GKE Cluster Provisioning Steps Explained¶
Cluster Initialized¶
This step runs most of the "preflight checks" against the configured GCP account and validates the user provided configuration. If an invalid configuration is detected, provisioning fails and an error message is presented to the user. Users can go back and edit the configuration and issue the provision request again. Some examples are listed below:
- For a regional cluster, validate if the region name is a valid GCP region and if the defaultZoneLocations provided belongs to the region provided.
- Validate if the network-name exists in the project provided.
- Validate that the subnet-name belongs to the network specified.
Note
Cannot validate if the user's preBootCommands could fail on the target cluster.

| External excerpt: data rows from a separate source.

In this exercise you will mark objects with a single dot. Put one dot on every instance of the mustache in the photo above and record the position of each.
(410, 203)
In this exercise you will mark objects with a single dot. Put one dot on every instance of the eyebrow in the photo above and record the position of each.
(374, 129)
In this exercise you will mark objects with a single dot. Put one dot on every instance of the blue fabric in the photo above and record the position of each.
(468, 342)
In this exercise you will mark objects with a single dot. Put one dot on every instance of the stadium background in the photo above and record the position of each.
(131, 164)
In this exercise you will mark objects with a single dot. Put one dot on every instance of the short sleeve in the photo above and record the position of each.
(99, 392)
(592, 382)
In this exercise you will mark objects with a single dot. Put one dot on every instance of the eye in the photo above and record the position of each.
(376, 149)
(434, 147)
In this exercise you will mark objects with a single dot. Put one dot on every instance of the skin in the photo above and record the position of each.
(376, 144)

Cluster Bootstrap Node Initialized¶
In order to remotely and securely provision a GKE cluster in a GCP account, the controller requires a footprint in the form of an "ephemeral bootstrap node". In this step, the bootstrap node is created in GCP with a startup-script as metadata to aid with the VM creation. For zonal clusters, the VM is created in the same zone as the zone specified in the zonal cluster configuration.
- Creates a unique agent configuration for the cluster (config for infra-agent).
- Construct a bootstrap-startup-script that describes how to download and deploy the infra-agent on the bootstrap VM. If the config involves a proxy setup, this step configures the proxy config setup in this script.
- For regional clusters, this step asks the user to specify a zone and creates the bootstrap VM in that zone. This must be in a region where you want the cluster brought up.
- This step concludes with a bootstrap VM that is "up and running" with the "infra agent" successfully deployed on the VM.
Note
If a failure occurs, this step fails and retries again until this step succeeds.
Cluster Provider Infra Initialized¶
This step starts with the "infra agent" connecting to the Controller. Once the secure connection is established, this step executes commands and sets up CAPG (Cluster API Provider for GKE). This step also involves setting up a lightweight "kind cluster" and clusterctl on the VM. All necessary images are downloaded from the Controller's container registry (docker, Kind, Kubectl, clusterctl, cert-manager, and CAPG images). If a network proxy is configured, communications are performed via the proxy path.
Note
If a failure occurs, this step fails and retries again until this step succeeds.
Cluster Spec Applied¶
This step constructs a "declarative cluster specification" file using the provided configuration. The cluster spec YAML file is then applied to the kind cluster on the bootstrap node to bring up the target GKE cluster in the configured GCP account/project.
Note
If a failure occurs, this step fails and retries again until this step succeeds.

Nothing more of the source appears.